NOAH MEASE is finishing his final semester at Middlebury College where he studies Theatre and Spanish. ‘Green Eden’ began as his Senior Work in playwriting and ran briefly at the independent student theater, the Hepburn Zoo. Two of his other plays were included in the Horizon Theatre‘s Young Playwrights Festival last summer in Atlanta, Georgia, and he regularly writes radioplays produced by the Middlebury Radio Theater of Thrills & Suspense. He grew up in Williston, Vermont.

DAVID MOATS is an editor at the Rutland Herald, where he won a Pulitzer Prize for editorial writing in 2001. He is the author of the book Civil Wars: A Battle for Gay Marriage, published by Harcourt in 2004. He is also a playwright; five of his plays have been produced by theater companies in Vermont. He lives in Salisbury, VT.

POPPA NEUTRINO (William David Pearlman) is best known for his crossing of the Atlantic on a raft assembled from scrap wood.

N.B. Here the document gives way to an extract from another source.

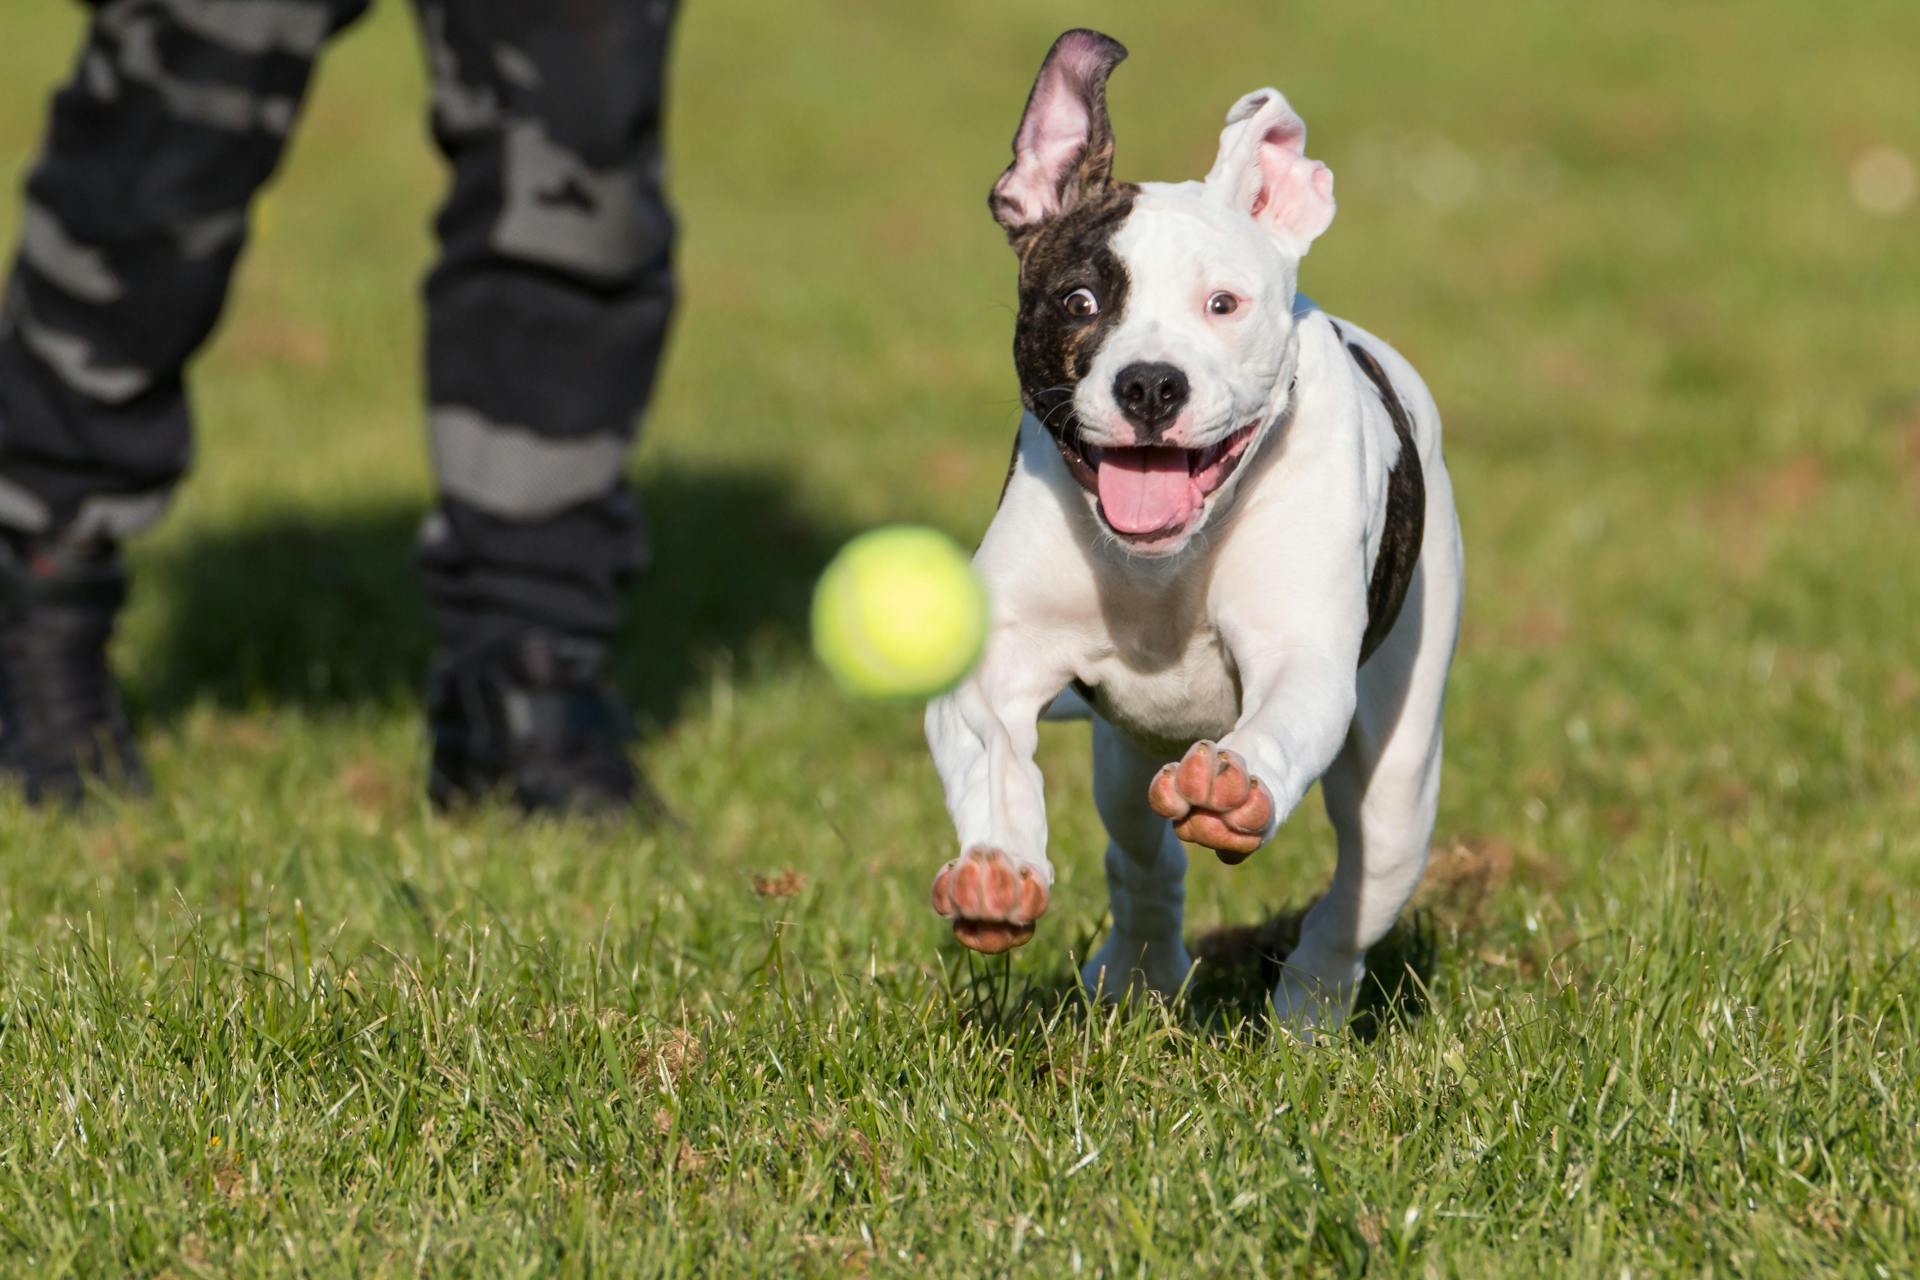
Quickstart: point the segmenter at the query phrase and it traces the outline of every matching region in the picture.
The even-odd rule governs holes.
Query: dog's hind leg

The voyage was featured in a National Geographic television show as well as in the documentary, ‘Random Lunacy: Videos from the Road Less Travelled.’ He was the subject of a 2007 book by New Yorker writer Alec Wilkinson, The Happiest Man in the World. Poppa – who spent most of the past three years in Burlington – believed that each person, to be truly happy, must define his or her three deepest desires and pursue them relentlessly. Poppa returned to New Orleans to be with his family shortly before he died of heart failure on January 23, 2011. He was 77.

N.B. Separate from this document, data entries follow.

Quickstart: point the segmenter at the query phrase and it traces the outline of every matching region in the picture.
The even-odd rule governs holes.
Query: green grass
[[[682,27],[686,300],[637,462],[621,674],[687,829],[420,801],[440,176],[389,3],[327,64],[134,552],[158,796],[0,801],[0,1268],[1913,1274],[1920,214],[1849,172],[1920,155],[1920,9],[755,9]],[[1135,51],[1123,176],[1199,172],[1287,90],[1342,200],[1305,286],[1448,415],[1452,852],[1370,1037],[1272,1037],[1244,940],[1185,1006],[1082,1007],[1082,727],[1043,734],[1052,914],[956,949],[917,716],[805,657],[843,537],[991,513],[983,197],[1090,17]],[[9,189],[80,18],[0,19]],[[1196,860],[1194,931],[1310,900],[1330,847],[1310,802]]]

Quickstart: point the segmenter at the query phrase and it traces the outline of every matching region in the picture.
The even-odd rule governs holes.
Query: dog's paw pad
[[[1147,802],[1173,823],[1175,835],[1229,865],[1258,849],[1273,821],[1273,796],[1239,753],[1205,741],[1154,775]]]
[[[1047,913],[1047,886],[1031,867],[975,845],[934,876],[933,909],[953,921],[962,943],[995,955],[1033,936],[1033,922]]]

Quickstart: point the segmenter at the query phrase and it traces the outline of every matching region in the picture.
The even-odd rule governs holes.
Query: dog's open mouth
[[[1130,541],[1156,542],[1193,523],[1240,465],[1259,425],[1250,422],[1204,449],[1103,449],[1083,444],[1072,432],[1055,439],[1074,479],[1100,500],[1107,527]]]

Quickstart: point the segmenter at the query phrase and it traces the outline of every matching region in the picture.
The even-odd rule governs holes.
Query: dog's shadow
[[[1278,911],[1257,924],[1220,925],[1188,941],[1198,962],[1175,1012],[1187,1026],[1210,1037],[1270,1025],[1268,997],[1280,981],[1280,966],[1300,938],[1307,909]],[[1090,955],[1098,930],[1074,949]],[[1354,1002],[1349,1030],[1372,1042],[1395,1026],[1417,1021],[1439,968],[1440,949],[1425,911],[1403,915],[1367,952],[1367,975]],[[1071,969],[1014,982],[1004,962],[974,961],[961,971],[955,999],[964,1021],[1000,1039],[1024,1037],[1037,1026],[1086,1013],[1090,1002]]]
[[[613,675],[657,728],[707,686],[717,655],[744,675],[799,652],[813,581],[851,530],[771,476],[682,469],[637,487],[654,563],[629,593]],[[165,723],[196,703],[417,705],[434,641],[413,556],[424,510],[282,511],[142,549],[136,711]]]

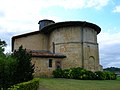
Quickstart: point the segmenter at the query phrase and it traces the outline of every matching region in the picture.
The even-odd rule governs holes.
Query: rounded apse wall
[[[49,51],[66,55],[63,68],[83,67],[91,71],[99,69],[97,34],[100,31],[99,26],[85,21],[58,22],[40,30],[48,35]]]
[[[82,43],[96,44],[97,32],[92,28],[81,26],[60,27],[50,33],[49,42],[50,48],[52,48],[52,42],[55,43],[55,46]],[[60,52],[60,50],[56,52]]]
[[[50,33],[49,42],[50,51],[53,50],[52,43],[54,42],[55,52],[67,56],[63,60],[64,68],[80,66],[86,69],[96,69],[98,67],[97,31],[93,28],[81,26],[56,28]],[[89,61],[91,56],[95,58],[94,64]],[[91,65],[94,66],[91,68]]]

GABI MARCEL SHAPIRO hails from Philadelphia and was begotten by a tribe of artists. Venturing out into the wilderness, he studied music and Spanish at the University of Vermont where he once found a rubber band in the shape of a treble clef on the sidewalk. With his fingers in many pies, he creates music, beer, poetry and bread.

NICHOLAS SPENGLER grew up in Burlington, VT. South End, sister streets. He has always admired little things: fossils, fairy tales, Persian miniatures, poems. Outside of Vermont, he has lived high on a hillside in Valparaíso, Chile, and in a drafty flat in Edinburgh, Scotland, where he recently completed a degree in the internationally celebrated field of Literature and Transatlanticism. Many of his poems have appeared in Middlebury College’s Sweatervest Magazine, but this Salon publication is his hometown poetic debut in print.

JON TURNER is a new father and co-director of Green Door Studios with his partner Catherine. He established the Vermont chapter of the Revolutionary Poets Brigade and is finishing his second collection of poems, Plant the Seed, under his press name Seven Star Press. Jon is involved with Warrior Writers and Combat Paper and further transforms his wartime experience through letterpress, book binding, poetry and handmade paper.

SHARON WEBSTER is a visual artist and a writer who makes her home in Burlington, Vermont. She has produced seven self-published chapbooks and published in places such as Take Heart, Beam I & II, The Burlington Review, and Seven Days. Sharon has given readings in many venues, including WBUR in Boston. She teaches studio art at Community College of Vermont, and has worked with developmentally challenged adults for many years.